Note that it doesn't descend beneath the child nodes.
g_node_get_root ()
Gets the root of a tree.
g_node_find ()
Finds a GNode in a tree.
g_node_find_child ()
Finds the first child of a GNode with the given data.
g_node_child_index ()
Gets the position of the first child of a GNode which contains the given data.
g_node_child_position ()
Gets the position of a GNode with respect to its siblings.
child must be a child of node.
The first child is numbered 0, the second 1, and so on.
g_node_first_child()
#define g_node_first_child(node) |
Gets the first child of a GNode.
g_node_last_child ()
Gets the last child of a GNode.
g_node_nth_child ()
Gets a child of a GNode, using the given index.
The first child is at index 0. If the index is too big, NULL is returned.
g_node_first_sibling ()
Gets the first sibling of a GNode.
This could possibly be the node itself.
g_node_next_sibling()
#define g_node_next_sibling(node) |
Gets the next sibling of a GNode.
g_node_prev_sibling()
#define g_node_prev_sibling(node) |
Gets the previous sibling of a GNode.
g_node_last_sibling ()
Gets the last sibling of a GNode.
This could possibly be the node itself.
G_NODE_IS_LEAF()
#define G_NODE_IS_LEAF(node) (((GNode*) (node))->children == NULL) |
Returns TRUE if a GNode is a leaf node.
G_NODE_IS_ROOT()
#define G_NODE_IS_ROOT(node) |
Returns TRUE if a GNode is the root of a tree.
g_node_depth ()
Gets the depth of a GNode.
If node is NULL the depth is 0.
The root node has a depth of 1.
For the children of the root node the depth is 2. And so on.
g_node_n_nodes ()
Gets the number of nodes in a tree.
g_node_n_children ()
Gets the number of children of a GNode.
g_node_is_ancestor ()
Returns TRUE if node is an ancestor of descendant.
This is true if node is the parent of descendant, or if node is the
grandparent of descendant etc.
g_node_max_height ()
Gets the maximum height of all branches beneath a GNode.
This is the maximum distance from the GNode to all leaf nodes.
If root is NULL, 0 is returned.
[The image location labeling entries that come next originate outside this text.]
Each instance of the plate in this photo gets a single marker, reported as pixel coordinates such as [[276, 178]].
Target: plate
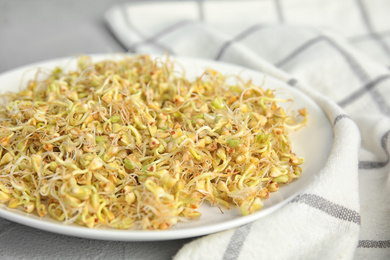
[[313, 142]]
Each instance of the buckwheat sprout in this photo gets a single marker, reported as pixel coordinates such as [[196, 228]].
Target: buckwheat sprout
[[132, 142]]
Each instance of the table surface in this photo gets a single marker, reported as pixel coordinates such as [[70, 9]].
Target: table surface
[[38, 30]]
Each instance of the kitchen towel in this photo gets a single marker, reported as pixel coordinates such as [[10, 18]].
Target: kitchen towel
[[337, 52]]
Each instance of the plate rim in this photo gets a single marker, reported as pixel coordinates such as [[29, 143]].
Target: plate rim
[[20, 217]]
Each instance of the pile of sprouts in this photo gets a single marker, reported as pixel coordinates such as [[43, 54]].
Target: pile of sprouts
[[133, 142]]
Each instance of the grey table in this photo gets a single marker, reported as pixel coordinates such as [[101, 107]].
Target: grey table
[[37, 30]]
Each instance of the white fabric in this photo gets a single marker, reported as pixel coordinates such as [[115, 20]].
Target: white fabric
[[337, 52]]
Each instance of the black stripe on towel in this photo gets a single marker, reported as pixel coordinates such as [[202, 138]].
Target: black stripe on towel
[[366, 165], [328, 207]]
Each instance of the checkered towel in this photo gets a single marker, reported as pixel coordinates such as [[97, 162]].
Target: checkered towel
[[337, 52]]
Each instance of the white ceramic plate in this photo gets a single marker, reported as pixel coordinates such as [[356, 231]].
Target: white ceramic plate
[[313, 142]]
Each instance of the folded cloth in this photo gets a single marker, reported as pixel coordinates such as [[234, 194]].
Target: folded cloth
[[334, 51]]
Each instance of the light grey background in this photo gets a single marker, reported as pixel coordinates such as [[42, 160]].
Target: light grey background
[[37, 30]]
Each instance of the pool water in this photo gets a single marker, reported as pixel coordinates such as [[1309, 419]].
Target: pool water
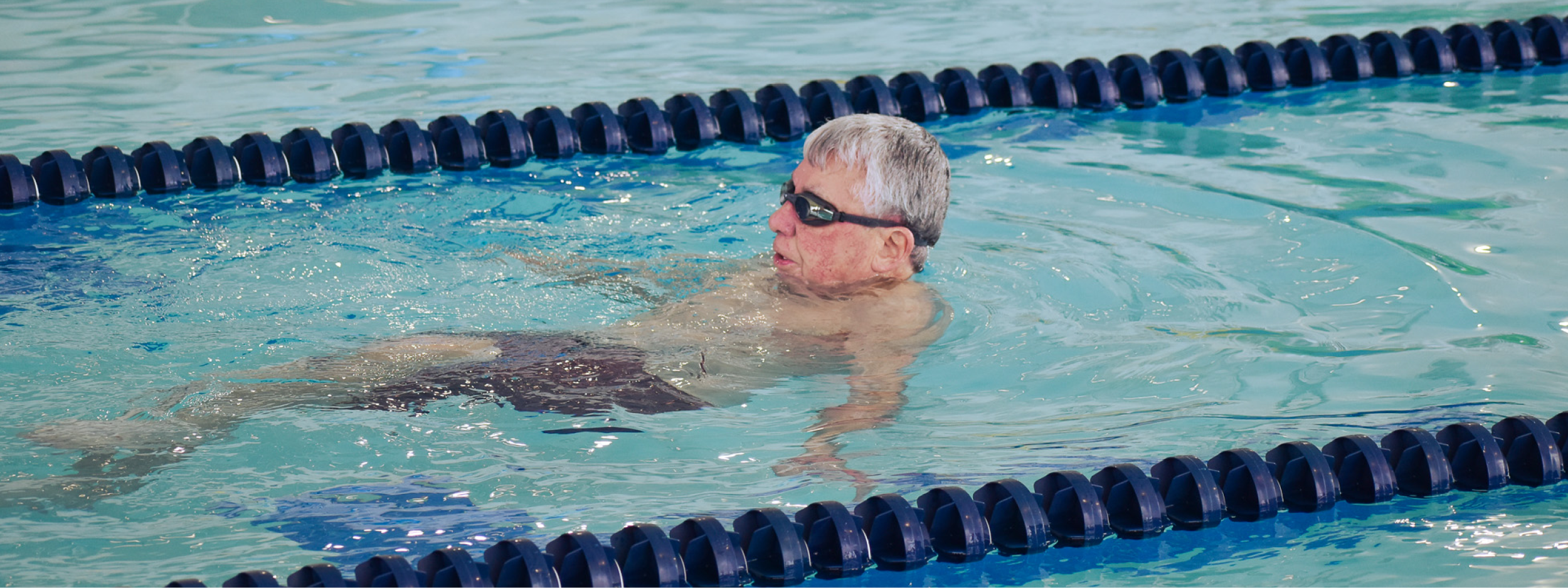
[[1125, 286]]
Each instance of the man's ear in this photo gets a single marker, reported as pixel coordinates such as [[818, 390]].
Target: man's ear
[[893, 255]]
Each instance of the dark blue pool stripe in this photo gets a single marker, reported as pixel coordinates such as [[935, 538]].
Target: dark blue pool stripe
[[778, 112], [767, 548]]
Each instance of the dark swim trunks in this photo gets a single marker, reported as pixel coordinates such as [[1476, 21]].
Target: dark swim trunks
[[544, 374]]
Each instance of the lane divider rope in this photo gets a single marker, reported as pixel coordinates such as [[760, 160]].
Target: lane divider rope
[[776, 112], [767, 548]]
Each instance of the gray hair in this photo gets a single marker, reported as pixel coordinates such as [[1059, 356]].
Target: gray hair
[[905, 170]]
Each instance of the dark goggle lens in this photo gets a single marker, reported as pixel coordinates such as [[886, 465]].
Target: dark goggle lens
[[810, 209]]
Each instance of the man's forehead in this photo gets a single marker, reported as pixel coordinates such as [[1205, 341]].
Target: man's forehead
[[832, 173]]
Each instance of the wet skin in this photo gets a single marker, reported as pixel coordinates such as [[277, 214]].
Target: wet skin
[[835, 298]]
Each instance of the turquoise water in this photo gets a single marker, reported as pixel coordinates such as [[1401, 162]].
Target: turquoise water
[[1125, 286]]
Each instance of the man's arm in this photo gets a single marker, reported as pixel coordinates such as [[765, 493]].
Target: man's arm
[[876, 397], [879, 377]]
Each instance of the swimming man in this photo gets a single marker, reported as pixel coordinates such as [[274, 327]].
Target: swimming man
[[855, 223]]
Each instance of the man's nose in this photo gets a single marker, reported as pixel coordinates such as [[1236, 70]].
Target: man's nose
[[783, 221]]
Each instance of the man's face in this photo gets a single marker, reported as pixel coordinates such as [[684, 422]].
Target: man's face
[[829, 256]]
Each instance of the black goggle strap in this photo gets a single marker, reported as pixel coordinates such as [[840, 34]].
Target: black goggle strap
[[811, 207]]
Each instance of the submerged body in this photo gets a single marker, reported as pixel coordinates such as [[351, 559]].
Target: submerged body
[[855, 223]]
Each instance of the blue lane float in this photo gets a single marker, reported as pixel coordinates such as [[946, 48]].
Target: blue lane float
[[1065, 510], [775, 112]]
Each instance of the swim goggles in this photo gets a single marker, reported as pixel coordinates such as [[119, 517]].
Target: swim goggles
[[813, 211]]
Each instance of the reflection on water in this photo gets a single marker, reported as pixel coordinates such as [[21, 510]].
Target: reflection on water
[[1123, 287]]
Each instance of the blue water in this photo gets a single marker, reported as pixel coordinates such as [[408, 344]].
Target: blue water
[[1125, 286]]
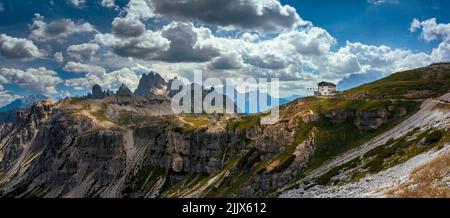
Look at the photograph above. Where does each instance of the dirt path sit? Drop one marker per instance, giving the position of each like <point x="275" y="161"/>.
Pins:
<point x="427" y="117"/>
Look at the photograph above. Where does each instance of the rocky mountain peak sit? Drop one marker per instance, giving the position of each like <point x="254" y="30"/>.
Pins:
<point x="150" y="84"/>
<point x="124" y="91"/>
<point x="97" y="92"/>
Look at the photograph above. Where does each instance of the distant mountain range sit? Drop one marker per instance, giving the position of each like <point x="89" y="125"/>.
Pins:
<point x="22" y="102"/>
<point x="244" y="107"/>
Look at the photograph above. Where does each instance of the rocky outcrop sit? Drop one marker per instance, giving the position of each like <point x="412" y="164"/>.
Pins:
<point x="124" y="91"/>
<point x="98" y="93"/>
<point x="151" y="84"/>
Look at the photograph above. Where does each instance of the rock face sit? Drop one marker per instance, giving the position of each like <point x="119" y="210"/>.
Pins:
<point x="97" y="92"/>
<point x="150" y="84"/>
<point x="124" y="91"/>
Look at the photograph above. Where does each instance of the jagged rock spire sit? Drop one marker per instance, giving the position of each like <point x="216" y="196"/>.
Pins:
<point x="150" y="84"/>
<point x="124" y="91"/>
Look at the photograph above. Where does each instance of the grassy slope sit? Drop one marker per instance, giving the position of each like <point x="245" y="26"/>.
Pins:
<point x="334" y="139"/>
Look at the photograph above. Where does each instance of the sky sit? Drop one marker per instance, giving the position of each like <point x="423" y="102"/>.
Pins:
<point x="61" y="48"/>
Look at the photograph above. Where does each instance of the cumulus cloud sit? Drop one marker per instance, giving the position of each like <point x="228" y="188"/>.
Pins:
<point x="83" y="51"/>
<point x="11" y="47"/>
<point x="108" y="4"/>
<point x="77" y="67"/>
<point x="380" y="2"/>
<point x="7" y="97"/>
<point x="58" y="29"/>
<point x="266" y="15"/>
<point x="111" y="81"/>
<point x="127" y="27"/>
<point x="40" y="79"/>
<point x="386" y="59"/>
<point x="147" y="46"/>
<point x="77" y="3"/>
<point x="59" y="57"/>
<point x="185" y="43"/>
<point x="226" y="61"/>
<point x="431" y="30"/>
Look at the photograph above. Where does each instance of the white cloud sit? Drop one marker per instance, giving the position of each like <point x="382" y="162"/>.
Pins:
<point x="431" y="30"/>
<point x="77" y="3"/>
<point x="108" y="4"/>
<point x="58" y="29"/>
<point x="83" y="51"/>
<point x="36" y="79"/>
<point x="146" y="46"/>
<point x="11" y="47"/>
<point x="127" y="27"/>
<point x="7" y="97"/>
<point x="84" y="68"/>
<point x="59" y="57"/>
<point x="266" y="15"/>
<point x="108" y="81"/>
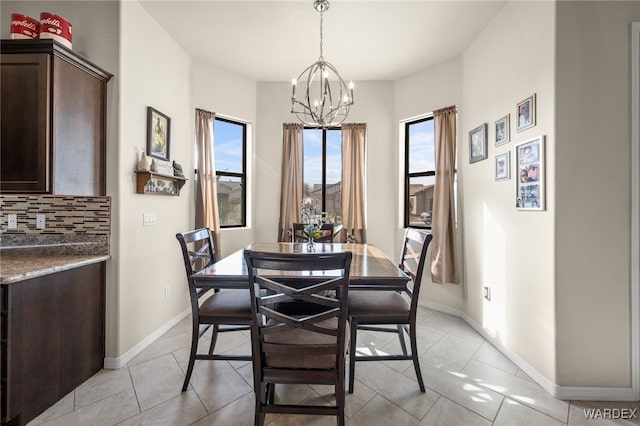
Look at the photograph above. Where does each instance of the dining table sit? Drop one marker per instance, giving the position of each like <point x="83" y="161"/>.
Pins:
<point x="370" y="268"/>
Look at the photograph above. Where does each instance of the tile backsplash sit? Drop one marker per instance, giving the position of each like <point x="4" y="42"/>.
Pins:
<point x="69" y="220"/>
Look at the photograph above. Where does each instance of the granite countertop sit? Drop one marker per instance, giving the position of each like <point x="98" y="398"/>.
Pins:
<point x="16" y="266"/>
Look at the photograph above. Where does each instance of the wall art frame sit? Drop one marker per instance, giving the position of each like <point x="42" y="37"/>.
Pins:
<point x="503" y="166"/>
<point x="526" y="113"/>
<point x="530" y="181"/>
<point x="502" y="130"/>
<point x="158" y="134"/>
<point x="478" y="143"/>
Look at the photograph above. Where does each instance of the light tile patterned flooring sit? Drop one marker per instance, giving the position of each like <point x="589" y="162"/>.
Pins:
<point x="468" y="382"/>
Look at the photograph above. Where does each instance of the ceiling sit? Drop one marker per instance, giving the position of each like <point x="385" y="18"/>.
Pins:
<point x="272" y="40"/>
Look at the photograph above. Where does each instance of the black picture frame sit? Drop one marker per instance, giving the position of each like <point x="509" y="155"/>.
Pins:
<point x="158" y="134"/>
<point x="478" y="143"/>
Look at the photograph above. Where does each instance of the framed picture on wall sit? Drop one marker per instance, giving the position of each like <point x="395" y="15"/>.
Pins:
<point x="503" y="166"/>
<point x="531" y="175"/>
<point x="526" y="113"/>
<point x="158" y="134"/>
<point x="478" y="143"/>
<point x="502" y="130"/>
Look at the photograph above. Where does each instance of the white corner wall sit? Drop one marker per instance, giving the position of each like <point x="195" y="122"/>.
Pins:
<point x="154" y="72"/>
<point x="593" y="233"/>
<point x="511" y="251"/>
<point x="232" y="96"/>
<point x="439" y="86"/>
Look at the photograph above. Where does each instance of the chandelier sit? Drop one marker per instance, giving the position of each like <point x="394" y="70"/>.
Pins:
<point x="325" y="99"/>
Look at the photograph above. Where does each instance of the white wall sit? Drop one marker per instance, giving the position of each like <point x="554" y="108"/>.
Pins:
<point x="513" y="252"/>
<point x="155" y="72"/>
<point x="96" y="34"/>
<point x="229" y="95"/>
<point x="439" y="87"/>
<point x="593" y="187"/>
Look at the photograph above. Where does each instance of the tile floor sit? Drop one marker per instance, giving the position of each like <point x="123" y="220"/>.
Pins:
<point x="468" y="382"/>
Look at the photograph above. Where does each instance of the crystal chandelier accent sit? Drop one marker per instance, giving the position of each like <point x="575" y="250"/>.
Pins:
<point x="325" y="98"/>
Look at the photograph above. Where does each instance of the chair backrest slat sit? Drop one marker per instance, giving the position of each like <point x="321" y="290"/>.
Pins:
<point x="198" y="250"/>
<point x="291" y="296"/>
<point x="413" y="258"/>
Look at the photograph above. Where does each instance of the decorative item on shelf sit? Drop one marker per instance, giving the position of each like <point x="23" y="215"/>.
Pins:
<point x="158" y="134"/>
<point x="154" y="183"/>
<point x="143" y="164"/>
<point x="55" y="27"/>
<point x="177" y="170"/>
<point x="164" y="167"/>
<point x="333" y="98"/>
<point x="24" y="27"/>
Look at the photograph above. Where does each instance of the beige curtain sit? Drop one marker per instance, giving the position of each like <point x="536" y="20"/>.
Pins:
<point x="206" y="193"/>
<point x="444" y="265"/>
<point x="353" y="162"/>
<point x="291" y="184"/>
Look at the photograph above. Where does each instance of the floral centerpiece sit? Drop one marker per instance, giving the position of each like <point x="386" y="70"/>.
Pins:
<point x="310" y="219"/>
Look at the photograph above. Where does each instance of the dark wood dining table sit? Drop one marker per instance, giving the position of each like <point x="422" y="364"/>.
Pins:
<point x="370" y="268"/>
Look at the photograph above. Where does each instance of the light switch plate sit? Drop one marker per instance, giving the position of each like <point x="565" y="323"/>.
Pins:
<point x="149" y="219"/>
<point x="12" y="221"/>
<point x="40" y="221"/>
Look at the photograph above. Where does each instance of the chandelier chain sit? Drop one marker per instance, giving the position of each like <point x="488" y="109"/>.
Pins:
<point x="325" y="99"/>
<point x="321" y="36"/>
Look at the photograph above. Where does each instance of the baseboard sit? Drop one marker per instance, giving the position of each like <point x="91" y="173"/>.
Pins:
<point x="560" y="392"/>
<point x="122" y="360"/>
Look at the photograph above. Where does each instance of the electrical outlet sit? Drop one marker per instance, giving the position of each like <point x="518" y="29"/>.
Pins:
<point x="149" y="219"/>
<point x="487" y="293"/>
<point x="12" y="221"/>
<point x="40" y="221"/>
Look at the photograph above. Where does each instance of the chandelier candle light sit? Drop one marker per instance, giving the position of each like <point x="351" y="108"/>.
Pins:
<point x="333" y="98"/>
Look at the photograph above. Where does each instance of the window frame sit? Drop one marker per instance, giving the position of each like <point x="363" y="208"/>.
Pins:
<point x="242" y="175"/>
<point x="324" y="161"/>
<point x="408" y="175"/>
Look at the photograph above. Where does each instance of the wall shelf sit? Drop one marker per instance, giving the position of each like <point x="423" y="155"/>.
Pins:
<point x="156" y="183"/>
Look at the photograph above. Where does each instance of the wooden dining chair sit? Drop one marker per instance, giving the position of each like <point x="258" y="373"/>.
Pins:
<point x="299" y="236"/>
<point x="299" y="332"/>
<point x="223" y="310"/>
<point x="377" y="310"/>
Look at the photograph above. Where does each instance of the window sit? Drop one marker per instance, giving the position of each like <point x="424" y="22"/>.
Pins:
<point x="420" y="172"/>
<point x="322" y="171"/>
<point x="229" y="146"/>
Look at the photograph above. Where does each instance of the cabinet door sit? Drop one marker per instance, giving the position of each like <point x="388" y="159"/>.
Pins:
<point x="24" y="121"/>
<point x="78" y="130"/>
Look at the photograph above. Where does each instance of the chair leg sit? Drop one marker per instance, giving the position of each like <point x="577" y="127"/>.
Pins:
<point x="340" y="402"/>
<point x="414" y="356"/>
<point x="192" y="355"/>
<point x="214" y="338"/>
<point x="401" y="337"/>
<point x="260" y="395"/>
<point x="352" y="353"/>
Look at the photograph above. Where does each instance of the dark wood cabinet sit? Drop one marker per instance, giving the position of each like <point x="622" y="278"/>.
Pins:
<point x="52" y="119"/>
<point x="52" y="339"/>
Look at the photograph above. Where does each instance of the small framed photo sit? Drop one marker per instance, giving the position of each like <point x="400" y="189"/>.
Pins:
<point x="502" y="130"/>
<point x="526" y="113"/>
<point x="503" y="166"/>
<point x="478" y="143"/>
<point x="158" y="134"/>
<point x="531" y="175"/>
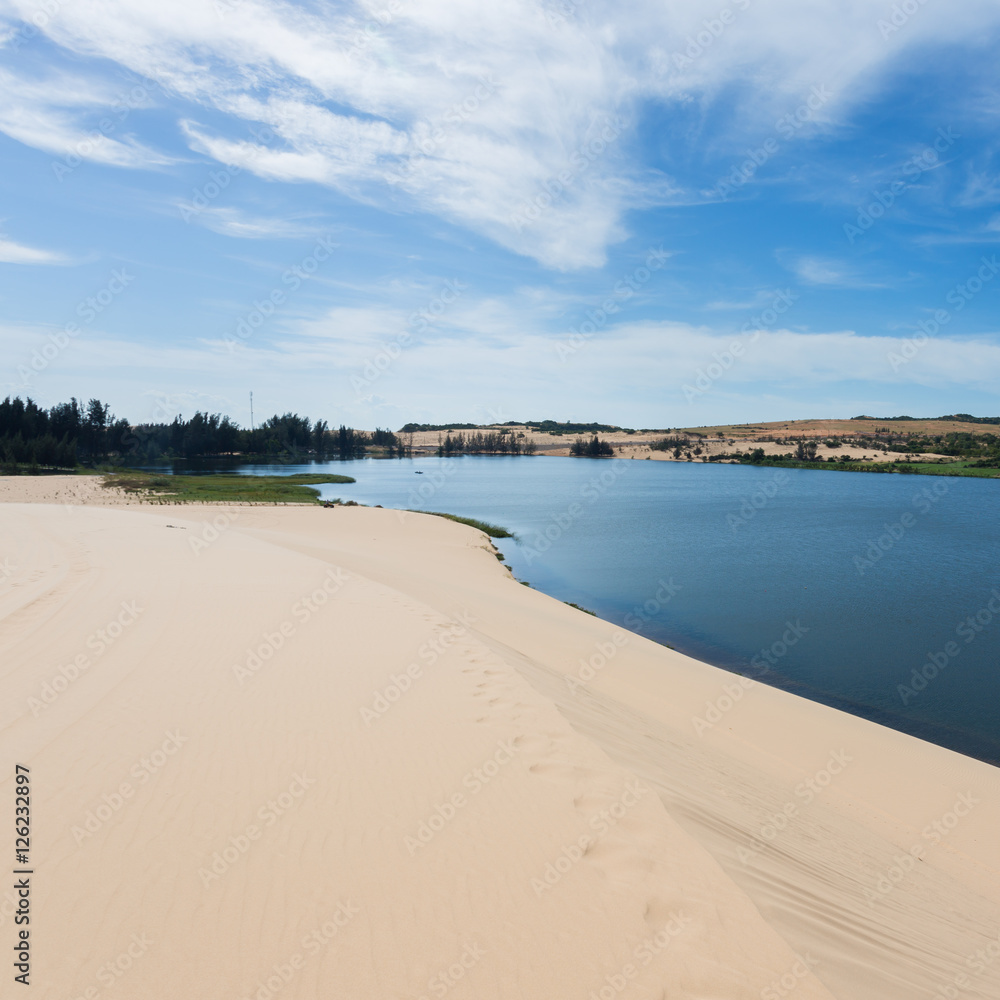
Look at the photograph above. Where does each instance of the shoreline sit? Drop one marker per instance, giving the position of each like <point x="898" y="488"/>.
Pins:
<point x="777" y="836"/>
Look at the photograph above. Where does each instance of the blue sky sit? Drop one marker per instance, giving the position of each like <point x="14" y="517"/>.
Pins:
<point x="654" y="215"/>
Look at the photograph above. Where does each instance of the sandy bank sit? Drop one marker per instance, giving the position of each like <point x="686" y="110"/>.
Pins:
<point x="307" y="753"/>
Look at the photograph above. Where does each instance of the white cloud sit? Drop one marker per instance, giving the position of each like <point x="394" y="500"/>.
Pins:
<point x="824" y="271"/>
<point x="229" y="221"/>
<point x="49" y="115"/>
<point x="479" y="109"/>
<point x="17" y="253"/>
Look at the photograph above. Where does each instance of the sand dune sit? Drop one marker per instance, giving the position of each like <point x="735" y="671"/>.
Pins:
<point x="299" y="753"/>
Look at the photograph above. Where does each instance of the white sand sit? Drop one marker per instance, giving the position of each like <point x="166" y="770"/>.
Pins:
<point x="322" y="805"/>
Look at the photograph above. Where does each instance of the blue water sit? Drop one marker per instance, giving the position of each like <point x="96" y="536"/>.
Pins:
<point x="723" y="561"/>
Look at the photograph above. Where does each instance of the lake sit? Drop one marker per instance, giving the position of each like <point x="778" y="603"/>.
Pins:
<point x="877" y="594"/>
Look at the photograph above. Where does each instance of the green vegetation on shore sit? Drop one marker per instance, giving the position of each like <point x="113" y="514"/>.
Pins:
<point x="493" y="530"/>
<point x="955" y="468"/>
<point x="221" y="489"/>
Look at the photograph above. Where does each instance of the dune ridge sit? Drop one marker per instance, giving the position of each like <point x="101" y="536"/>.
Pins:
<point x="345" y="753"/>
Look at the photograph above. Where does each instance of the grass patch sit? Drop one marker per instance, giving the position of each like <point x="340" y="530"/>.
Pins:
<point x="493" y="530"/>
<point x="159" y="488"/>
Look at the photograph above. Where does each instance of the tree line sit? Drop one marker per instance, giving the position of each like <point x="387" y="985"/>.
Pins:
<point x="502" y="442"/>
<point x="72" y="434"/>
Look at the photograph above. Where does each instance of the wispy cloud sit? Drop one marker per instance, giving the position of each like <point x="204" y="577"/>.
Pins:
<point x="829" y="273"/>
<point x="18" y="253"/>
<point x="472" y="112"/>
<point x="233" y="222"/>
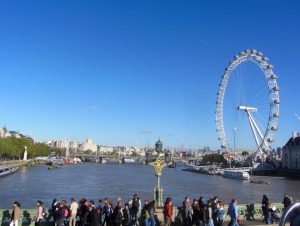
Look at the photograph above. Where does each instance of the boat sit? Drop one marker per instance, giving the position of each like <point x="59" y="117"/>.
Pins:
<point x="239" y="174"/>
<point x="259" y="182"/>
<point x="128" y="160"/>
<point x="5" y="171"/>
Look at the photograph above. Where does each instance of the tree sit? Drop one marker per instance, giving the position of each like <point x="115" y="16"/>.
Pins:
<point x="245" y="153"/>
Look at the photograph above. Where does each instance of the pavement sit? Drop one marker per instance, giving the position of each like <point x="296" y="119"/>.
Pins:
<point x="256" y="223"/>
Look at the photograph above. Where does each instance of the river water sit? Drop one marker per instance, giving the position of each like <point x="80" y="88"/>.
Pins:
<point x="95" y="181"/>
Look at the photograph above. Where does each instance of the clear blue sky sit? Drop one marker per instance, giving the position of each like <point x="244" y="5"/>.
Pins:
<point x="124" y="72"/>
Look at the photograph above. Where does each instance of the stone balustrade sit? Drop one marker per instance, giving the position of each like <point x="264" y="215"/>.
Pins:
<point x="246" y="212"/>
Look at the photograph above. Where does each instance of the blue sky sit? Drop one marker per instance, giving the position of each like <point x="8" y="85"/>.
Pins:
<point x="128" y="72"/>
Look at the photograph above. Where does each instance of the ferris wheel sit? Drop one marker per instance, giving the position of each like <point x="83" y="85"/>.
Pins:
<point x="247" y="106"/>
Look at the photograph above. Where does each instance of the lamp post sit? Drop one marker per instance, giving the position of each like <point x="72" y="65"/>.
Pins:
<point x="234" y="131"/>
<point x="158" y="165"/>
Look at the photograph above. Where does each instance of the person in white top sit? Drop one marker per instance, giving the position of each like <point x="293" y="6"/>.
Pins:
<point x="73" y="212"/>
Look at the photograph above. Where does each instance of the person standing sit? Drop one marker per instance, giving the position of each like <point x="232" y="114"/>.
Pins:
<point x="39" y="213"/>
<point x="135" y="207"/>
<point x="15" y="214"/>
<point x="233" y="213"/>
<point x="220" y="214"/>
<point x="61" y="214"/>
<point x="126" y="215"/>
<point x="168" y="212"/>
<point x="264" y="207"/>
<point x="287" y="201"/>
<point x="209" y="219"/>
<point x="73" y="214"/>
<point x="152" y="213"/>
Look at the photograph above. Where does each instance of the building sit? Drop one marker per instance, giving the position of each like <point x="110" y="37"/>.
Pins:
<point x="61" y="144"/>
<point x="88" y="145"/>
<point x="4" y="133"/>
<point x="291" y="153"/>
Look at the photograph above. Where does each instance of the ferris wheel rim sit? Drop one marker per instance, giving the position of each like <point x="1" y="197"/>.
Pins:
<point x="267" y="69"/>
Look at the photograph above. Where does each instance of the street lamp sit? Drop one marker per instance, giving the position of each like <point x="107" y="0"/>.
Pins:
<point x="158" y="165"/>
<point x="234" y="150"/>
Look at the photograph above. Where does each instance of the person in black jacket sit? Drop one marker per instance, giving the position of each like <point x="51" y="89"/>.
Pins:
<point x="126" y="215"/>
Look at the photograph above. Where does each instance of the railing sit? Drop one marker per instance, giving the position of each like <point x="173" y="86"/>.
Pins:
<point x="246" y="212"/>
<point x="292" y="210"/>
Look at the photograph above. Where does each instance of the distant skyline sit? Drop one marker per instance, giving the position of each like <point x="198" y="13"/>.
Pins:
<point x="128" y="72"/>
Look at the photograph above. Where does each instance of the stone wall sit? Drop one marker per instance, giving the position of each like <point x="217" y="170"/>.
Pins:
<point x="246" y="212"/>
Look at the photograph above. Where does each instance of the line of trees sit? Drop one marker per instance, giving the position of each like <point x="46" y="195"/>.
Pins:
<point x="13" y="148"/>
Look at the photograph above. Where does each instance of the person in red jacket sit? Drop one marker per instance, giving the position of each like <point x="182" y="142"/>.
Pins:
<point x="168" y="211"/>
If root has no children, 1 is returned.
If root has children, 2 is returned. And so on.
g_node_unlink ()
void g_node_unlink (GNode *node); |
Unlinks a GNode from a tree, resulting in two separate trees.
g_node_destroy ()
void g_node_destroy (GNode *root); |
Removes the GNode and its children from the tree, freeing any memory
allocated.
g_node_push_allocator ()
void g_node_push_allocator (GAllocator *allocator); |
Sets the allocator to use to allocate GNode elements.
Use g_node_pop_allocator() to restore the previous allocator.
g_node_pop_allocator ()
void g_node_pop_allocator (void); |
Restores the previous GAllocator, used when allocating GNode elements.